5. If the sample size had been 2,500 registered voters, and the results stated 47% would vote for the Republican governor, and 45% said they would vote for the Democratic challenger,

what would the margin of error have been?
Could the director still say that the election was a toss-up?

Answer 1

If we replace for the proportion estimated for the republican governor we got:

`ME=1.96\sqrt{(0.47 (1-0.47))/(2500)}=0.0196`

And the confidence interval given by:

`0.47-0.0196= 0.45`

`0.47+0.0196= 0.49`

If we replace for the proportion estimated for the democratic chalenger we got:

`ME=1.96\sqrt{(0.45 (1-0.45))/(2500)}=0.0195`

And the confidence interval given by:

`0.45-0.0195= 0.43`

`0.45+0.0195= 0.47`

As we can see both confidence intervals not contain the value 0.5 for the true proportion so then the director cannot said that the election was a toss up at 5% of significance.

Explanation:

Previous concepts

A confidence interval is "a range of values that’s likely to include a population value with a certain degree of confidence. It is often expressed a % whereby a population means lies between an upper and lower interval".

The margin of error is the range of values below and above the sample statistic in a confidence interval.

Normal distribution, is a "probability distribution that is symmetric about the mean, showing that data near the mean are more frequent in occurrence than data far from the mean".

The population proportion have the following distribution

`p \sim N(p,\sqrt{(p(1-p))/(n)})`

Solution to the problem

We assume for this case a confidence of 95%. In order to find the critical value we need to take in count that we are finding the interval for a proportion, so on this case we need to use the z distribution. Since our interval is at 95% of confidence, our significance level would be given by
`\alpha=1-0.95=0.05` and
`\alpha/2 =0.025`. And the critical value would be given by:

`z_(\alpha/2)=-1.96, z_(1-\alpha/2)=1.96`

The margin of error for the proportion interval is given by this formula:

`ME=z_(\alpha/2)\sqrt{(\hat p (1-\hat p))/(n)}` (a)

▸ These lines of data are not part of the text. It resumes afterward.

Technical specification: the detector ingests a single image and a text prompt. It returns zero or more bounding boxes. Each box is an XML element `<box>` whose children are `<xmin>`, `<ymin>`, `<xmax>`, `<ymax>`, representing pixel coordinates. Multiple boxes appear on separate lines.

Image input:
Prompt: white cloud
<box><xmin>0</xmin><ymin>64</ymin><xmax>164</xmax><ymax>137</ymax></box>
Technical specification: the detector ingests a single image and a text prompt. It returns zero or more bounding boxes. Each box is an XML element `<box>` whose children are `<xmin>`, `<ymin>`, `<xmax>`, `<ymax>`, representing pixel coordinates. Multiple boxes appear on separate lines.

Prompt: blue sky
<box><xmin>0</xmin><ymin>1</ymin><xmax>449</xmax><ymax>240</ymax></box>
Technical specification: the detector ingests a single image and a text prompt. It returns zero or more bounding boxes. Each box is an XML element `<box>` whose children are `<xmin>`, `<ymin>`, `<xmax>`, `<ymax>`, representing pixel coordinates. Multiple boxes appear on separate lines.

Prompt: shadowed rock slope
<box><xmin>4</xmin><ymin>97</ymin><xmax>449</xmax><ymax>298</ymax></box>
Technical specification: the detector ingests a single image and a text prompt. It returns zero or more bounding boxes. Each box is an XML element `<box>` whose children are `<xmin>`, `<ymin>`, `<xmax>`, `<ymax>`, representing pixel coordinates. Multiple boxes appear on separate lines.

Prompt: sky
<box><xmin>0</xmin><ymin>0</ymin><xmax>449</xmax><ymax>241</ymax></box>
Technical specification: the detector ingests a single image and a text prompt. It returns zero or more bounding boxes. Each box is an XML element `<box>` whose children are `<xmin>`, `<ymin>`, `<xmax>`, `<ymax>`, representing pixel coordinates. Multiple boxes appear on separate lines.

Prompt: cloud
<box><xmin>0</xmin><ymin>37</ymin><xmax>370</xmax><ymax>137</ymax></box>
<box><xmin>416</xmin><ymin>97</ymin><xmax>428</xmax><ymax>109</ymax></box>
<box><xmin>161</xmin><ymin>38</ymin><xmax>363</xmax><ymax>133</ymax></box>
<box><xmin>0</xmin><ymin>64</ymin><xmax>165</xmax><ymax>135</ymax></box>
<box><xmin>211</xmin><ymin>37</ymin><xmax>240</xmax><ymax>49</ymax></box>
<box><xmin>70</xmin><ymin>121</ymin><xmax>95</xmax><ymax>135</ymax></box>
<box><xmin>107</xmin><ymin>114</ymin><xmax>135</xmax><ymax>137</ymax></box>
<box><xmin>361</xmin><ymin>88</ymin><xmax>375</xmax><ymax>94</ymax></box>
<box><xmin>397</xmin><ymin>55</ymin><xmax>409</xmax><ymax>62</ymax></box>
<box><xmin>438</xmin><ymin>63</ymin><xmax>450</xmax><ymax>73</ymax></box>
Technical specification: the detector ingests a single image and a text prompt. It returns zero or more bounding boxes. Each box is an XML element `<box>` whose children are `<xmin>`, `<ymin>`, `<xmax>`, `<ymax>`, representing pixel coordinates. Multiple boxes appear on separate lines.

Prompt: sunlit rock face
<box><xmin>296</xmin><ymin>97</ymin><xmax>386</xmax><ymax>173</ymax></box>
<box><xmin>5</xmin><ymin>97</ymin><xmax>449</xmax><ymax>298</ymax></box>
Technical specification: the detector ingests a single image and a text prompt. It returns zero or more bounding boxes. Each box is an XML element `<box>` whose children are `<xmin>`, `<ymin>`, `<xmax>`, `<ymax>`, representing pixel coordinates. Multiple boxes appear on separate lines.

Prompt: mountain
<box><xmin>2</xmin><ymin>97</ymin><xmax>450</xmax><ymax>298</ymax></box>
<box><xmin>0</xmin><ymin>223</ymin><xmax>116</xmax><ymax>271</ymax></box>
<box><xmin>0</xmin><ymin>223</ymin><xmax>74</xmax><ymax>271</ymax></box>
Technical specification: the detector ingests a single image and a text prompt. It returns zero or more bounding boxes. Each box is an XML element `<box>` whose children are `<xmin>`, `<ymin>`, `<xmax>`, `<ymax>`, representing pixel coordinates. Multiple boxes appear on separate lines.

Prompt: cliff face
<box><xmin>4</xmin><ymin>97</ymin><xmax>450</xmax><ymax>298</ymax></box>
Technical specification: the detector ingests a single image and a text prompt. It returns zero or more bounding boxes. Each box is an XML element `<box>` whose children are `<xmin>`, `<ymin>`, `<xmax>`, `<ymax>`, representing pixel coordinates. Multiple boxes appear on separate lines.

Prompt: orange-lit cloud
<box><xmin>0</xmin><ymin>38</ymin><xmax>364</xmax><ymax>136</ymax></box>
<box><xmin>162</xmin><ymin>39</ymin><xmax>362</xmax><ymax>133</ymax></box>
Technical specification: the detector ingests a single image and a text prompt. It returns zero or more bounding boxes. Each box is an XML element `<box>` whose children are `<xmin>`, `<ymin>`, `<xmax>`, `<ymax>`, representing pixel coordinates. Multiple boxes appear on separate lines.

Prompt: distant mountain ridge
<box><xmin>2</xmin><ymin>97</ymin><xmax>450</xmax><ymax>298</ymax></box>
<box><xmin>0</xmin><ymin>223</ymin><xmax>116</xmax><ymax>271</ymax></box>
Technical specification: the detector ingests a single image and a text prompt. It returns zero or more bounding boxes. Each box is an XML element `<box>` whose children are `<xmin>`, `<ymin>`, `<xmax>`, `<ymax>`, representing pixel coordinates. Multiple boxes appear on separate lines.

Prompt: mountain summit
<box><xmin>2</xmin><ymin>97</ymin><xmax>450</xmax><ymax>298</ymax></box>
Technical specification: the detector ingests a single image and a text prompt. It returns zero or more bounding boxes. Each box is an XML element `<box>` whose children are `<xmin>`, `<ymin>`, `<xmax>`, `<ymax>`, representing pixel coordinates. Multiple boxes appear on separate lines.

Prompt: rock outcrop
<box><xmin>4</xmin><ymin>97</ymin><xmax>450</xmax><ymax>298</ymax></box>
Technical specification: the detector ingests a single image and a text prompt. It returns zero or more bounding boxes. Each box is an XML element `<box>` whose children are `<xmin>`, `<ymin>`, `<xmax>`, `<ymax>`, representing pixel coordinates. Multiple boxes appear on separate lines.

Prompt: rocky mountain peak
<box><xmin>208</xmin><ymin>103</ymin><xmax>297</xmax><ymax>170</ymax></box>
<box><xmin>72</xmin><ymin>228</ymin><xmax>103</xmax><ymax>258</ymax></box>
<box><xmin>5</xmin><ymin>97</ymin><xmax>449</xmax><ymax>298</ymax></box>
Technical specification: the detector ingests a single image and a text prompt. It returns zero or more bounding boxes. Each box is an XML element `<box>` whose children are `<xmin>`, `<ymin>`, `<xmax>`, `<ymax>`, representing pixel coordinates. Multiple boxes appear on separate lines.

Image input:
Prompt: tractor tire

If we replace for the proportion estimated for the republican governor we got:

`ME=1.96\sqrt{(0.47 (1-0.47))/(2500)}=0.0196`

And the confidence interval given by:

`0.47-0.0196= 0.45`

`0.47+0.0196= 0.49`

If we replace for the proportion estimated for the democratic chalenger we got:

`ME=1.96\sqrt{(0.45 (1-0.45))/(2500)}=0.0195`

And the confidence interval given by:

`0.45-0.0195= 0.43`

`0.45+0.0195= 0.47`

As we can see both confidence intervals not contain the value 0.5 for the true proportion so then the director cannot said that the election was a toss up at 5% of significance.